Jennata

Scientific classification
- Kingdom: Plantae
- Clade: Tracheophytes
- Clade: Angiosperms
- Clade: Eudicots
- Clade: Rosids
- Order: Fabales
- Family: Fabaceae
- Subfamily: Faboideae
- Clade: Mirbelioids
- Genus: Jennata R.L.Barrett, Clugston & Orthia

= Jennata (plant) =

Genus of flowering plants

Jennata is a genus of flowering plants in the family Fabaceae. It includes seven species native to Southwest Australia.

==Species==
Seven species are accepted.
- Jennata brachyphylla (Turcz.) R.L.Barrett & Clugston
- Jennata empetrifolia (Meisn.) R.L.Barrett & Clugston
- Jennata ericifolia (Benth. ex Lindl.) R.L.Barrett & Clugston
- Jennata indira (Orthia & Crisp) Orthia & R.L.Barrett
- Jennata radiata (H.B.Will.) R.L.Barrett & Clugston
- Jennata strobilifera (Meisn.) R.L.Barrett & Clugston
- Jennata verruculosa (Turcz.) R.L.Barrett & Clugston

==Taxonomy==
The species were formerly included in Pultenaea.

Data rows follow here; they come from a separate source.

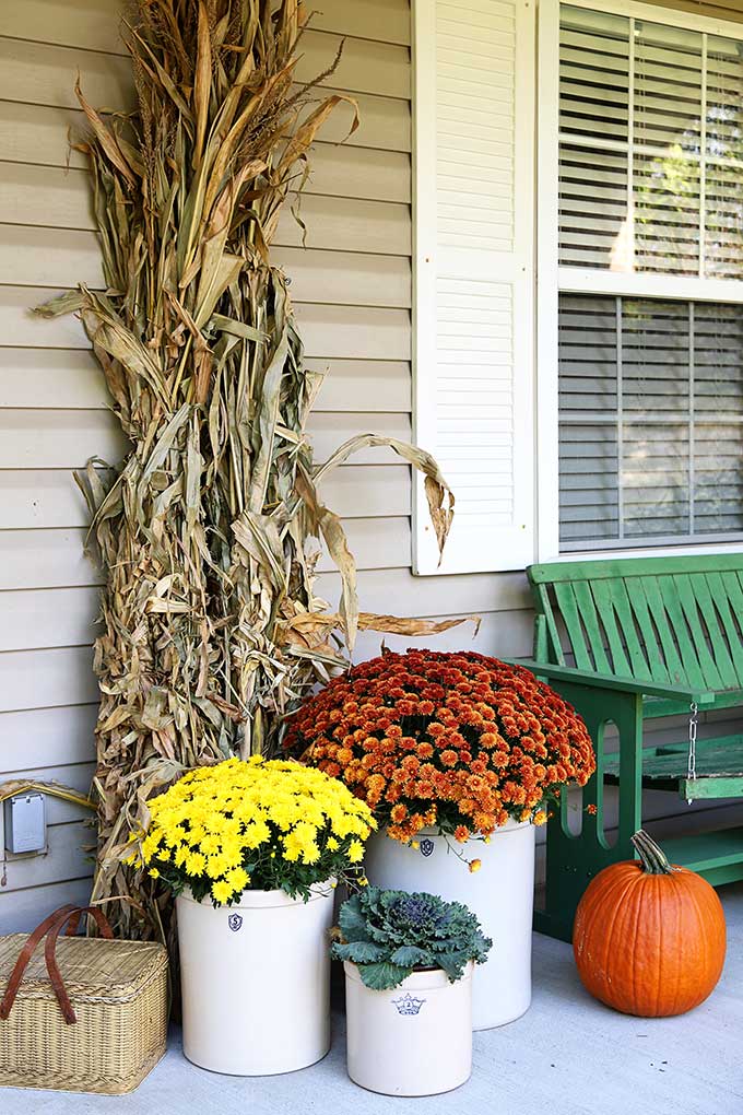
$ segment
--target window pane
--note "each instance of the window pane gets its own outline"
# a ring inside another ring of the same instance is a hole
[[[688,304],[648,299],[622,302],[623,409],[688,410]]]
[[[688,426],[625,423],[620,483],[627,540],[687,535]]]
[[[627,138],[629,20],[564,6],[560,11],[560,130]]]
[[[697,275],[700,163],[678,151],[636,155],[635,270]]]
[[[743,307],[561,294],[565,550],[743,536]]]
[[[635,21],[635,143],[700,153],[702,35]]]
[[[743,41],[560,8],[559,261],[743,280]]]

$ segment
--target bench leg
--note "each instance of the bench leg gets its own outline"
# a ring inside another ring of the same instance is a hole
[[[546,903],[535,913],[534,925],[540,933],[569,941],[576,908],[594,875],[618,860],[634,859],[630,836],[642,826],[643,706],[634,694],[587,691],[565,682],[554,688],[580,712],[596,749],[596,774],[583,792],[581,823],[573,826],[578,834],[570,832],[566,792],[547,823]],[[605,836],[603,769],[608,723],[619,735],[618,834],[612,845]]]

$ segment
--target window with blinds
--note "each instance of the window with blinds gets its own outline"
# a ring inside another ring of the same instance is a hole
[[[741,278],[743,43],[560,19],[561,265]]]
[[[561,294],[565,550],[743,539],[743,307]]]
[[[646,10],[560,6],[563,551],[743,540],[743,42]]]

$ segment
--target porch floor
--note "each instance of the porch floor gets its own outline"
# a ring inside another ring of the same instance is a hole
[[[289,1076],[238,1078],[195,1068],[177,1034],[129,1096],[0,1092],[3,1115],[721,1115],[743,1112],[743,884],[722,888],[727,962],[713,996],[681,1018],[629,1018],[583,990],[570,947],[535,934],[534,1004],[475,1036],[471,1080],[426,1101],[363,1092],[345,1075],[343,1019],[325,1060]]]

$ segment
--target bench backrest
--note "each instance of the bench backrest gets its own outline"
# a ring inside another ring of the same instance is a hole
[[[743,689],[743,554],[551,562],[527,570],[535,657],[603,675]]]

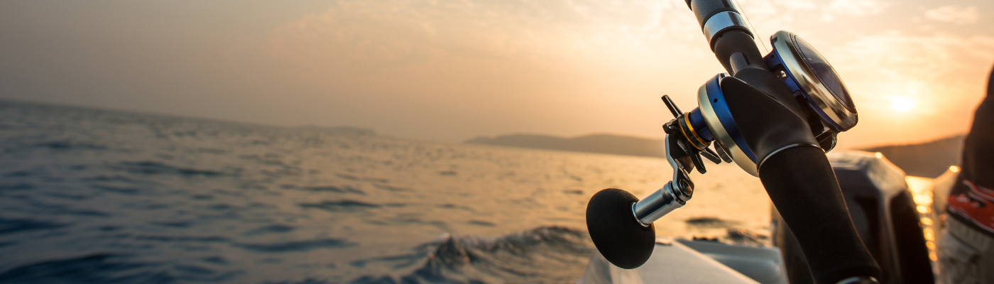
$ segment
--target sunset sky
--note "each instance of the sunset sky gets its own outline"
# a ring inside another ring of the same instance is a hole
[[[994,66],[994,1],[740,3],[845,79],[843,148],[965,132]],[[661,138],[722,71],[683,0],[0,2],[0,98],[416,139]]]

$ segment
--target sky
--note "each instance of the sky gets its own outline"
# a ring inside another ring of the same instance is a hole
[[[966,132],[994,66],[994,1],[740,5],[845,79],[841,148]],[[0,98],[415,139],[661,138],[723,71],[683,0],[0,2]]]

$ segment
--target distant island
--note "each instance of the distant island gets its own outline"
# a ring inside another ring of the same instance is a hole
[[[465,143],[627,156],[664,157],[663,142],[661,139],[611,134],[592,134],[573,138],[539,134],[511,134],[497,137],[476,137],[466,140]]]
[[[565,138],[540,134],[510,134],[497,137],[476,137],[470,144],[486,144],[520,148],[548,149],[573,152],[600,153],[662,158],[661,139],[611,134],[593,134]],[[930,142],[905,145],[885,145],[856,149],[880,152],[910,176],[934,178],[949,166],[959,165],[963,151],[963,135]]]
[[[884,154],[884,157],[905,170],[909,176],[934,178],[945,173],[949,166],[960,164],[963,138],[963,135],[957,135],[918,144],[886,145],[860,150]]]

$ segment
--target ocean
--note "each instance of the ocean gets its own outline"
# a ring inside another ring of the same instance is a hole
[[[0,151],[0,283],[574,283],[590,196],[671,176],[658,158],[3,100]],[[769,245],[758,179],[708,170],[657,235]]]

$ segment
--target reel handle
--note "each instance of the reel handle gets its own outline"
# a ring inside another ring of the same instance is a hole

Phylogenetic studies found Pultenaea to be paraphyletic relative to several other mirbelioid genera. Russell L. Barrett et al. analysed recent phylogenetic data on Pultenaea species and found five distinct lineages, which the authors recognised as distinct genera – Pultenaea sensu stricto, the reinstated Euchilus, and the newly described genera Grievea, Jennata, and Loricobbia.